My stomach gurgled and i ripped my eyes away from the dressing. "Funny, i don't even like ranch." And that was the truth.
I spotted the olive oil and instantly thought the same thing of it that i had of the ranch. "I could drink that too..."
"And then you'd be miserably sick," was Ana's reply.
I had to agree with her. Besides, that was disgusting. I wanted to fall down and worship the wall of cereal boxes, but instead, i just stood in front of it and stared for far too long.
"Well, at least that's something a bit more normal to want to eat," Ana muttered, taking my shoulders and leading me away from the cereal. "Come on now, keep moving."
I nodded and stepped into the next aisle. "Pancakes!"
"Oh hell no," Ana said. "Come on, we gotta get you out of here."
"I can't," i replied. "I work here."
"Good thing or you'd have robbed the shelves by now," she said sarcastically.
"Where would i go if i could leave?" i asked. "Home to binge? I'd rather stay."
A huge smile spread across her thin face. "Well, well. Now you're beginning to think like me."
I returned the smile. I liked thinking like Ana.

Tuesday, February 2, 2010

On My Way

The floor rushed at me like a million charging rhinos, and my hand reached out for the wall to steady myself. I shook my head and blinked the black out of my eyes. "Woah," i whispered.
"Jo? Are you all right?" my mom asked from her seat on the couch a few feet away from me.
"Uh oh," Ana said.
I nodded. "Yeah, i'm fine, Mom. The wall just jumped out in front of me. It tends to do that in the mornings when i'm not awake."
She laughed, and i continued back to my room. "That was amazing," i said to Ana. "I've never been so close to passing out."
"You're getting stronger in your weakness," Ana told me with a giggle.
I knew i shouldn't like the sensation of nearly falling over; i knew that the shakiness couldn't be good for me. Yet, it was all so new and amazing. I'd never done so well for so long, and it felt wonderful.
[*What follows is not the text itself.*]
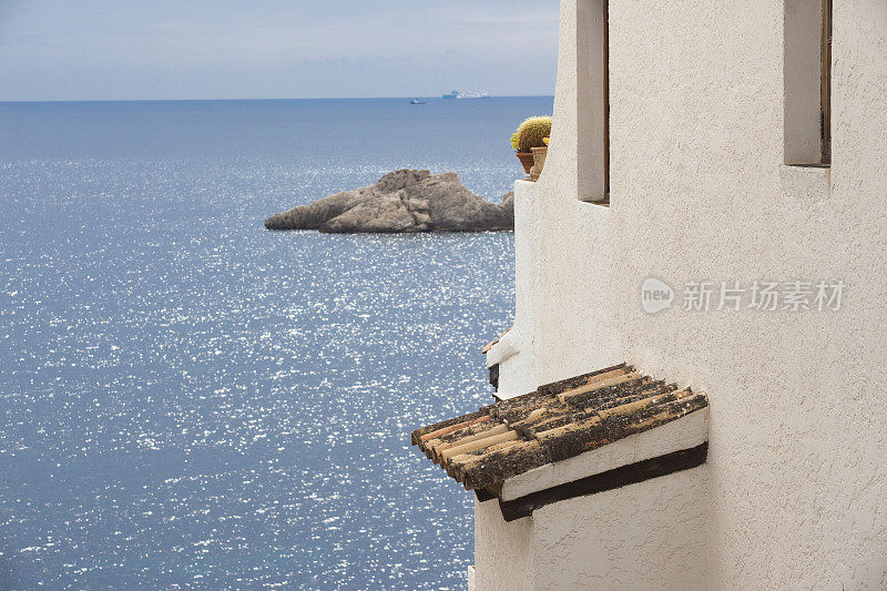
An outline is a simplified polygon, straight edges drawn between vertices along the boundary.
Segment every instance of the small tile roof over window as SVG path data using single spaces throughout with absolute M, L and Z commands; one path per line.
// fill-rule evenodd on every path
M 476 490 L 478 498 L 499 497 L 501 503 L 502 500 L 513 501 L 503 497 L 502 485 L 517 481 L 520 475 L 655 429 L 707 409 L 707 406 L 704 394 L 656 380 L 621 364 L 540 386 L 533 393 L 417 429 L 412 432 L 412 444 L 466 489 Z M 680 461 L 677 467 L 672 467 L 674 469 L 646 466 L 645 469 L 652 470 L 648 478 L 702 463 L 707 450 L 707 422 L 702 444 L 700 441 L 694 442 L 697 449 L 694 448 L 692 458 L 675 456 Z M 657 461 L 657 458 L 646 460 Z M 625 476 L 628 481 L 604 486 L 601 490 L 638 481 L 638 470 Z M 567 486 L 565 482 L 558 486 L 561 485 Z M 592 489 L 601 486 L 597 482 L 590 492 L 598 491 Z M 590 492 L 560 491 L 558 495 L 569 498 Z M 547 502 L 554 500 L 560 499 Z M 541 506 L 539 499 L 531 499 L 530 505 Z M 518 513 L 522 517 L 527 511 Z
Ana's praise and good mood certainly helped as well.... Shaun didn't know, of course. He'd be awfully upset if he did, but that was ok. Some secrets are better kept secret.
"I'm all secrets," Ana had warned me when we'd first met. "I'll make you tell lies and hide things from the ones you love."
"But you'll make me thin?"
"Of course, sweetie. I can make anyone thin."
But so far, she'd only kept the first part of her promise: the secrecy part.
"Those are dark thoughts in your head, sweetie," Ana muttered. "You don't think i'm not going to keep the second part of my promise, do you?"
"No, no," i replied. "I know you will."
She nodded. "You're on your way, dearest."
And i knew i was.


Here's my food log for the past few days of ABC, because you all were so happy with my news that i was on day 3 of it, and i love making ya'll happy :)

Day 1 - salad(110), turkey wrap x 2(200) =310
Day 2 - cereal(220), tangerine(40), chicken(100) =360
Sunday = cheat day
Day 3 - oatmeal(75), yogurt(100) =175

And the best part is, i've been UNDER the limit all three days!

Monday, February 1, 2010

SURPRISE!!!

Sooo today i have a big surprise for you all. Lol. I'm just like a kid trying to please mommy with a surprise! It's stupid, but nonetheless, i think it's awesome...
Anywho, here it is:
I AM ON DAY 3 OF ABC!!!
Ok, ok, i know that's not that great, but you have to realize that it IS me. Failure me, and i've made it to day 3 without messing up.
My new plan is to do the ABC with Sunday's being free days because Sunday is when my parents insist i eat some of the most high calorie pizza in the world! But i'll make sure i never go over 2000 on sundays, which i'll bump down to 1000 eventually.
I'm proud of myself; could you tell? Lol.
Also i want to say thank you to all of you lovely folks who leave me support and comments. I love you all more than words can even say!